Semiotics is the study of signs, and a sign can convey meaning to the audience. A sign is made up of two parts;
The signifier- the sign itself for example a picture of words in a text.
The signified- the meaning taken from the actual sign.
A piece of text can be polysemic, which means the text has multiple meanings. The meaning each indiviudal takes from the text is influenced by many different factors. This depends on our age, gender, ethnicit, the context of viewing and many other factors.
Film Language
Denotation- This is the first order meaning. It is the first obvious meaning of the sign that we understand.
Connotation- This is a deeper, less obvious meaning. A feeling or idea that is suggested by a particular word object or situation, although it doesn't need to be part of the meaning.
Syntagmatic- Syntagmatic connotation is the meaning signs make when they work together.
Didactic- Didactic texts have denotive meanings and aren't often open to interpretation.
Media theorists have produced examples of the different types of signs that can be presented in various texts:- Iconic Signs- The signifier is connected to the signified through the principle of resemblance. These type of signs accuire their function through similarity to what they signify. E.g. A photo is an iconic sign as it resembles what it refers to.
- Indexical Signs- This is when the signifier makes you think of the signified becuase they are physically connected in the real world. For example smoke is caused by fire, so the smell of smoke (signifier) makes you automatically think of fire (signified)

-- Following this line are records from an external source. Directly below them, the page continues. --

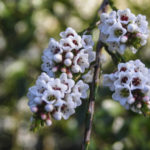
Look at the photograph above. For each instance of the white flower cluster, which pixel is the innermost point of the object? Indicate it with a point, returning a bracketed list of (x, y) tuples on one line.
[(71, 55), (58, 91), (131, 86), (123, 29), (55, 97)]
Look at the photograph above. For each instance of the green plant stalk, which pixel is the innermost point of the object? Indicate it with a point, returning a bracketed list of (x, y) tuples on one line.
[(96, 77)]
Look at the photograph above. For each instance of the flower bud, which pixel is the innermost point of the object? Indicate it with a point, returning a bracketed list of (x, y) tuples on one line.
[(146, 98), (57, 116), (69, 55), (70, 75), (131, 100), (48, 122), (58, 58), (37, 100), (139, 105), (34, 109), (49, 107), (67, 62), (75, 69), (63, 70), (131, 28), (43, 116), (54, 69), (124, 39)]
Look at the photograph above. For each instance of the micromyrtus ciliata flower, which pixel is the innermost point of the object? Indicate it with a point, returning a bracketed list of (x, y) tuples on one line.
[(73, 54), (131, 86), (57, 92), (122, 29)]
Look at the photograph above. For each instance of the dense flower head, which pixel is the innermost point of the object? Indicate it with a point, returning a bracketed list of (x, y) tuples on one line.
[(131, 86), (73, 54), (55, 97), (123, 29)]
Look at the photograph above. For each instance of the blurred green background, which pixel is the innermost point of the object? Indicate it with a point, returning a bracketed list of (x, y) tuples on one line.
[(25, 29)]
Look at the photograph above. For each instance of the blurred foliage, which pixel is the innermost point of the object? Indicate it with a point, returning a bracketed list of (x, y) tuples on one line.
[(25, 29)]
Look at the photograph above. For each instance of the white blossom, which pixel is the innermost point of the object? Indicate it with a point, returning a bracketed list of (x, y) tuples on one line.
[(131, 85), (121, 30)]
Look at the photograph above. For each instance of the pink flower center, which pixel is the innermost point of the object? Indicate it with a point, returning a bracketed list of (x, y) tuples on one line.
[(124, 18), (124, 80), (136, 81)]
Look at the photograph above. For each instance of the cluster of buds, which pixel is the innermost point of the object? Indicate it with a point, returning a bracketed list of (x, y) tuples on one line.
[(58, 91), (73, 54), (131, 86), (122, 29), (55, 97)]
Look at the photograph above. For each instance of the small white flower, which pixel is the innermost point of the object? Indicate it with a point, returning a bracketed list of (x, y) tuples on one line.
[(142, 24), (73, 99), (58, 58), (69, 55), (88, 77), (68, 82), (132, 28), (82, 61), (124, 39), (125, 16), (54, 46), (91, 54), (67, 62), (131, 85), (109, 81), (82, 88), (117, 31), (68, 33), (67, 111), (67, 44), (87, 41), (76, 41), (49, 107)]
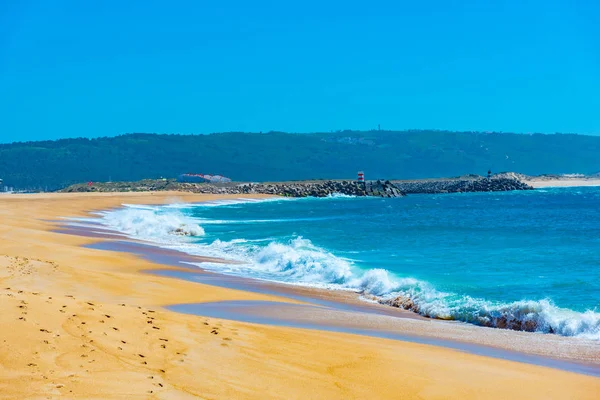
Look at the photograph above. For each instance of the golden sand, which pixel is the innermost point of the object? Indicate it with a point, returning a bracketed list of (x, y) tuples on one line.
[(83, 323)]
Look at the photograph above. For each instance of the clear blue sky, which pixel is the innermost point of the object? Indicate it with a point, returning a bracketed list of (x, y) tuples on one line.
[(87, 68)]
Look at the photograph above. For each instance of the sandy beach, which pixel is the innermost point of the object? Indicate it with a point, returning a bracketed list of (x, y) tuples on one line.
[(79, 322)]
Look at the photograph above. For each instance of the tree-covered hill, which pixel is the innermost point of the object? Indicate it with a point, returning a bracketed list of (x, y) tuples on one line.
[(280, 156)]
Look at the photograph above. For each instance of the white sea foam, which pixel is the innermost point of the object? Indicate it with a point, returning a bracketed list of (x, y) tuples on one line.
[(299, 261), (151, 223)]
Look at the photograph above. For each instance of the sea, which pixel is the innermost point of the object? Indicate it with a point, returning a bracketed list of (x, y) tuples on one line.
[(523, 260)]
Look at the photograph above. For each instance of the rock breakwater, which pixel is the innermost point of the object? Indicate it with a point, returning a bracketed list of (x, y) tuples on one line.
[(460, 185), (286, 189)]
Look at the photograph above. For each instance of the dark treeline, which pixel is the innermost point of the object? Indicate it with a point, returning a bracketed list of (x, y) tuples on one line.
[(280, 156)]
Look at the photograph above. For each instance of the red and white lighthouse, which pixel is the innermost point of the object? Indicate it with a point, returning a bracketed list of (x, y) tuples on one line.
[(361, 176)]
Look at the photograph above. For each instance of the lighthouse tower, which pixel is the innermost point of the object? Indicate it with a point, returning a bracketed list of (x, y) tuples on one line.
[(361, 176)]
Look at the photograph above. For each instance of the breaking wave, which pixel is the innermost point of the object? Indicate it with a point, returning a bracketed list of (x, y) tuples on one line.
[(151, 223), (298, 261)]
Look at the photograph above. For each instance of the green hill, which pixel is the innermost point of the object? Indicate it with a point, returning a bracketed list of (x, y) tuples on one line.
[(280, 156)]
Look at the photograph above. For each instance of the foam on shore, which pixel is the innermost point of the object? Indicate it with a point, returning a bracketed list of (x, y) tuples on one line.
[(298, 261)]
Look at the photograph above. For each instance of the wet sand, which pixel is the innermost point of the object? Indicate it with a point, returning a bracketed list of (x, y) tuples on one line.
[(88, 323)]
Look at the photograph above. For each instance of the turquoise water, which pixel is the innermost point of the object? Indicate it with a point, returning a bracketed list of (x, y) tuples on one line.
[(484, 258)]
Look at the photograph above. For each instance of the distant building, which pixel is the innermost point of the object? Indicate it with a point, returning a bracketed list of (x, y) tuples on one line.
[(202, 178)]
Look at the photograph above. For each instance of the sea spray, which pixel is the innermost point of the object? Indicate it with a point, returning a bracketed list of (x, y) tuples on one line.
[(155, 224)]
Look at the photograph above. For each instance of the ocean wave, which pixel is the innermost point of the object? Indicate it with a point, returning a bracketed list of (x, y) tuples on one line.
[(301, 262), (154, 224)]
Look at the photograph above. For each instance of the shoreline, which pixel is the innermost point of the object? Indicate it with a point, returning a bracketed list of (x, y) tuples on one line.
[(45, 269), (336, 310)]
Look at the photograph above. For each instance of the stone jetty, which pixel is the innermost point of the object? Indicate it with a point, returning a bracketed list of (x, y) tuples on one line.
[(462, 185), (326, 188), (286, 189)]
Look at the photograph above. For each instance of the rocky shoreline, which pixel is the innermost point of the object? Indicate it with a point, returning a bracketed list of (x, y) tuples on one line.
[(377, 188), (494, 184)]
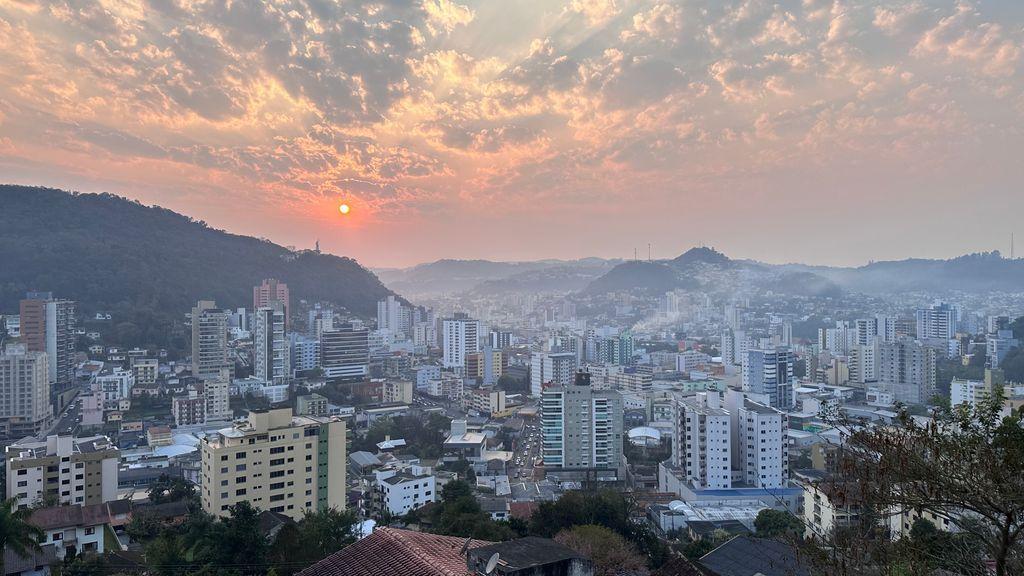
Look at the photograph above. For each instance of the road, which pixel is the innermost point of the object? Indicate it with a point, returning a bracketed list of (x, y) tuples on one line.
[(69, 422)]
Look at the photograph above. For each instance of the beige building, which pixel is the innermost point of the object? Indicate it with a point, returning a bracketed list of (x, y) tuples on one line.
[(68, 469), (25, 393), (275, 461), (146, 370), (484, 401), (397, 392)]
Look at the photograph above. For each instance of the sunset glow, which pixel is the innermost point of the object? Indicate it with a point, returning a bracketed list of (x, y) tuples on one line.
[(451, 119)]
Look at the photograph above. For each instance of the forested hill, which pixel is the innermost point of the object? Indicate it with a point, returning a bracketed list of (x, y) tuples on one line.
[(118, 255)]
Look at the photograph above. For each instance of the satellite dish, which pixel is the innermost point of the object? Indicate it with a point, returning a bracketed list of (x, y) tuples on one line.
[(492, 564)]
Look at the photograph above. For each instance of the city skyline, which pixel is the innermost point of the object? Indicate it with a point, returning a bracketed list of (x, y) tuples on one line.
[(813, 131)]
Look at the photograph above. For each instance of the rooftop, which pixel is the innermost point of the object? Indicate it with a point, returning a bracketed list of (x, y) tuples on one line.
[(389, 551)]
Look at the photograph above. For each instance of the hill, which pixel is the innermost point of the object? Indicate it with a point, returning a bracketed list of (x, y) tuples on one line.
[(148, 265), (710, 271), (453, 276)]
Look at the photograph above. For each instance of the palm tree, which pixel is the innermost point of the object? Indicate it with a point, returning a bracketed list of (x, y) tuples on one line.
[(15, 532)]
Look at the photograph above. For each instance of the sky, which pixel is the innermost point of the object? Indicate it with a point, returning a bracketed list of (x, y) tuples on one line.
[(824, 131)]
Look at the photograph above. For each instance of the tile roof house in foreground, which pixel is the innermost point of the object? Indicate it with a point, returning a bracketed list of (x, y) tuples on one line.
[(390, 551)]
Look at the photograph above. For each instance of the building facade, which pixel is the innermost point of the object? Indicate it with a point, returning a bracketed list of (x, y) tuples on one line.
[(275, 461), (67, 469)]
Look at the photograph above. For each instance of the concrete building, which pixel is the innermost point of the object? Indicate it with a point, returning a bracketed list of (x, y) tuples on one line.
[(396, 392), (270, 291), (25, 393), (401, 492), (146, 370), (582, 432), (209, 345), (484, 401), (48, 326), (271, 356), (311, 405), (189, 409), (345, 352), (554, 368), (701, 446), (460, 337), (72, 470), (770, 373), (276, 462), (115, 383), (938, 322), (304, 352), (906, 369), (393, 316), (216, 389)]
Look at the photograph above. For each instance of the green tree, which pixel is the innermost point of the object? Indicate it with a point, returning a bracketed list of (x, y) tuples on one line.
[(16, 532), (236, 542), (610, 552), (772, 524), (167, 489), (966, 465)]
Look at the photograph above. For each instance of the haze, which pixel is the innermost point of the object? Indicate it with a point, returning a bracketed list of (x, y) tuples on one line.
[(828, 132)]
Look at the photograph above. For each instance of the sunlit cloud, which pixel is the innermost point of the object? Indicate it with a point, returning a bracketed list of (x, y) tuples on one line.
[(424, 113)]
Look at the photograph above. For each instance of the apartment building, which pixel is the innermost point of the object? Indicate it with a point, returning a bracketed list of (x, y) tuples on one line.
[(275, 461), (72, 470), (25, 393)]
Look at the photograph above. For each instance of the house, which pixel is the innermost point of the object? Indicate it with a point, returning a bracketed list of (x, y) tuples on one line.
[(73, 529), (36, 564), (745, 556), (389, 551), (528, 557)]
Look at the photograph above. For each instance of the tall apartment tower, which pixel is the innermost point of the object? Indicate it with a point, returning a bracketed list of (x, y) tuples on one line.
[(557, 368), (906, 368), (269, 291), (275, 461), (270, 347), (701, 446), (583, 432), (48, 325), (209, 340), (938, 322), (461, 336), (71, 470), (345, 352), (25, 393), (770, 373), (393, 316)]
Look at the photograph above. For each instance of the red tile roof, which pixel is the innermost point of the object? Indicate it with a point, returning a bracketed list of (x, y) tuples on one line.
[(389, 551)]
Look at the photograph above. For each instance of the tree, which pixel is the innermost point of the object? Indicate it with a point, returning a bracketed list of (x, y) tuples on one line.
[(236, 541), (610, 552), (168, 489), (965, 464), (772, 524), (16, 532)]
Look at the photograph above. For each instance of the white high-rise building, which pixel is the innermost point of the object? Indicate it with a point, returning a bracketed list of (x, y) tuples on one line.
[(209, 346), (556, 368), (25, 393), (770, 373), (393, 316), (701, 445), (216, 388), (461, 338), (270, 351), (763, 455), (583, 430), (938, 322)]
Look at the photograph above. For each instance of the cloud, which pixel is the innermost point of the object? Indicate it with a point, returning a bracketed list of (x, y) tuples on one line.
[(423, 108)]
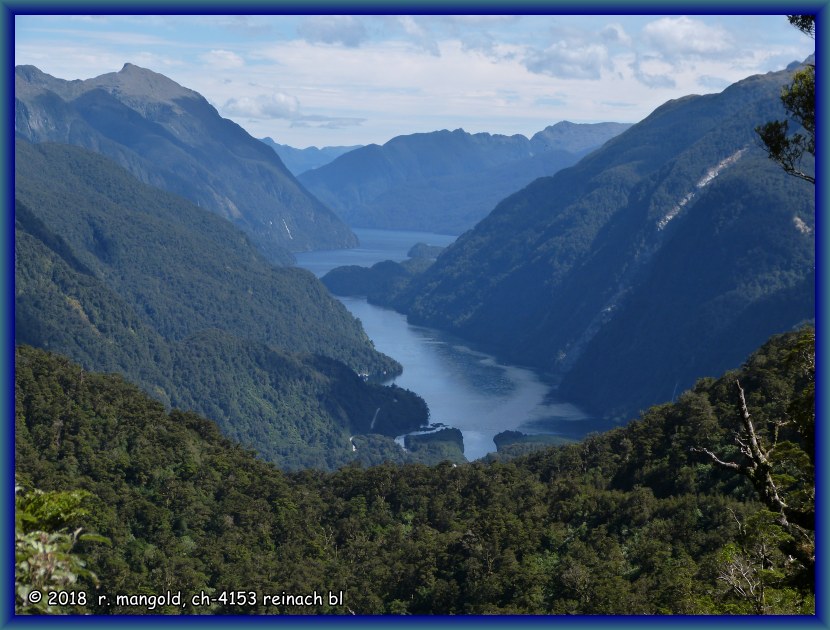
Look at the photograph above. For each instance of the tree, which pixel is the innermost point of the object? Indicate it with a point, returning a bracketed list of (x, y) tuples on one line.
[(799, 99)]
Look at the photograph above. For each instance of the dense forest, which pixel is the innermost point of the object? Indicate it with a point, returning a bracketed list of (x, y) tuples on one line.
[(670, 253), (671, 514), (122, 277), (170, 137)]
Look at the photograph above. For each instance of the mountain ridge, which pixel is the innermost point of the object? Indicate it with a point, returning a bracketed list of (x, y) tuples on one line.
[(557, 263), (171, 137), (445, 181)]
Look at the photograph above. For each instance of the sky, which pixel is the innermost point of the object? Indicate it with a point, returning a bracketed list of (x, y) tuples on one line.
[(342, 80)]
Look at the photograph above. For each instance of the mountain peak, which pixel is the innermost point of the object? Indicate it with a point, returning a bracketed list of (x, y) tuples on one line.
[(135, 81)]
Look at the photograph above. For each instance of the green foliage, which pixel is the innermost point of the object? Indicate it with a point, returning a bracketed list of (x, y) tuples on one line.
[(633, 521), (171, 137), (668, 254), (124, 278), (799, 99), (45, 563)]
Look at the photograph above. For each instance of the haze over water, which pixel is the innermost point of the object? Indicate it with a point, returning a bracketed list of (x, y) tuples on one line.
[(463, 387)]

- Symbolic Signs- This type of sign such as language are purely artificial as it is a human-imposed convention. There is no physical connection or natural resemblance between the word and the concept. E.g. The English word 'dog' and the concept 'dog'.
Media producers prefer they're texts to avoid being polysemic as they want they're audience to understand the one sign from it; to get the dominant reading. To get this producers achor the meaning of the text to prevent signs being polysemic. The signs then work together syntagmatically and prevent any polysemic meanings.